Pai de Dinho revelou convite de Tom Cavalcante ao cantorReprodução/Internet

Hildebrando Alves Leite, pai de Dinho (1971-1996), vocalista dos Mamonas Assassinas, revelou que o cantor recebeu um convite de Tom Cavalcante para participar de um projeto de humor sem a banda. O relato foi feito durante conversa com o apresentador Geraldo Luís. Segundo ele, o humorista enxergava no artista um potencial maior para a comédia do que apenas para a música. Durante a entrevista, Hildebrando refletiu sobre como a carreira do filho poderia ter evoluído caso o acidente aéreo que matou o grupo não tivesse ocorrido em 1996. Na avaliação do pai, Dinho possuía forte vocação artística e poderia ter seguido caminhos diferentes dentro do entretenimento. “Ele estaria separado. Não estaria mais cantando com os meninos. (…) Uma das coisas que digo [que ele estaria fazendo] é cantando. Até para tomar banho, ele ia cantando. O projeto dele com Tom Cavalcante não era de música. Era do meio humorístico”, afirmou.

Humorista?

Na sequência da conversa, Geraldo Luís questionou se o convite havia ocorrido ainda na época de sucesso da banda. “Naquela época, o Tom Cavalcante chamou ele?”, perguntou o apresentador. “O Tom Cavalcante chamou ele para fazer um projeto e disse, ‘Só quero você. Não quero a banda’. Ele assistiu ao show dele e achou que era mais humorista do que cantor”, respondeu o pai do artista. O pai do artista também comentou que acredita que o filho teria se destacado no meio se estivesse vivo. Segundo ele, Dinho reunia carisma e espontaneidade que poderiam levá-lo a diferentes áreas da televisão e do entretenimento.

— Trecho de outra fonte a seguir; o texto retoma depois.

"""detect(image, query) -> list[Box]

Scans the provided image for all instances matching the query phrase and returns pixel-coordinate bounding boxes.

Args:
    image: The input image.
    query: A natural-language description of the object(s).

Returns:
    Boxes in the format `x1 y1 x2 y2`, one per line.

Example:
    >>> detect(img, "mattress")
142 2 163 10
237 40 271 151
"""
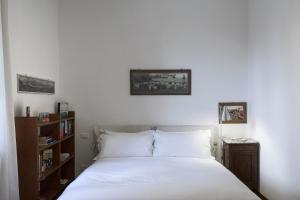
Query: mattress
58 157 259 200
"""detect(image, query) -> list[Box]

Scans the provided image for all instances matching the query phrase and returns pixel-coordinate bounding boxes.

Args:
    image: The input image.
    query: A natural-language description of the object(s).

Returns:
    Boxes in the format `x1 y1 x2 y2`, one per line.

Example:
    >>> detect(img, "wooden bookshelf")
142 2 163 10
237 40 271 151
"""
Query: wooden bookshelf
15 111 75 200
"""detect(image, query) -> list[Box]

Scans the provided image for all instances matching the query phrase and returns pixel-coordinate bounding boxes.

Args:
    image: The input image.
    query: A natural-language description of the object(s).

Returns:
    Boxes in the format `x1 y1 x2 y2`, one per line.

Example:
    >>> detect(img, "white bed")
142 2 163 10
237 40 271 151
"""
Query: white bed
59 157 259 200
59 127 259 200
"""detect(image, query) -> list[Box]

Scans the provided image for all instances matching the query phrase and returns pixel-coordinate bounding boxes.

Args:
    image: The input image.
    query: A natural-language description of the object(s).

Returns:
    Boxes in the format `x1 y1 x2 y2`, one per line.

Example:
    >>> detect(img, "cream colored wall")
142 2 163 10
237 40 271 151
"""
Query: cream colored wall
6 0 60 115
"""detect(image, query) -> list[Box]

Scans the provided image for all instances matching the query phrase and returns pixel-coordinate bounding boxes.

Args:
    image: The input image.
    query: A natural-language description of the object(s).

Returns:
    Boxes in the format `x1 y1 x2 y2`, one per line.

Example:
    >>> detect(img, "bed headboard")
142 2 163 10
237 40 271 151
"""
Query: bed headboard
94 125 220 160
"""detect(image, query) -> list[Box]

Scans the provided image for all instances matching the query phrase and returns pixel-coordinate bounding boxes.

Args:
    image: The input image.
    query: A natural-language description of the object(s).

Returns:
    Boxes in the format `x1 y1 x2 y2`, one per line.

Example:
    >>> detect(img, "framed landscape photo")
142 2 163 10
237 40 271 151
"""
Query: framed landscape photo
219 102 247 124
17 74 55 94
130 69 191 95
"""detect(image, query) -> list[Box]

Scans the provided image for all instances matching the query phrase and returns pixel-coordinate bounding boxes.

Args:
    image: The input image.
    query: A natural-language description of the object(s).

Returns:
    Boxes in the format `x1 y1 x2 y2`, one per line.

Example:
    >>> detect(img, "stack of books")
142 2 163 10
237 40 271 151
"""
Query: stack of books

“Acredito que hoje, ele estaria bonito como sempre. Não tem como ser feio, a mãe dele é bonita. Com certeza era uma das melhores coisas que o Brasil poderia ter como artista. Ele tinha o coração bom, não era apegado ao dinheiro”, disse.

Acidente em 1996

Em 2 de março de 1996, o avião que transportava os integrantes dos Mamonas Assassinas caiu na Serra da Cantareira, em São Paulo. O acidente matou os cinco integrantes do grupo, além de um ajudante de palco, um segurança, o piloto e o copiloto da aeronave. Morreram no local Dinho, Bento Hinoto (1970-1996), Samuel Reoli (1973-1996), Júlio Rasec (1968-1996) e Sérgio Reoli (1969-1996).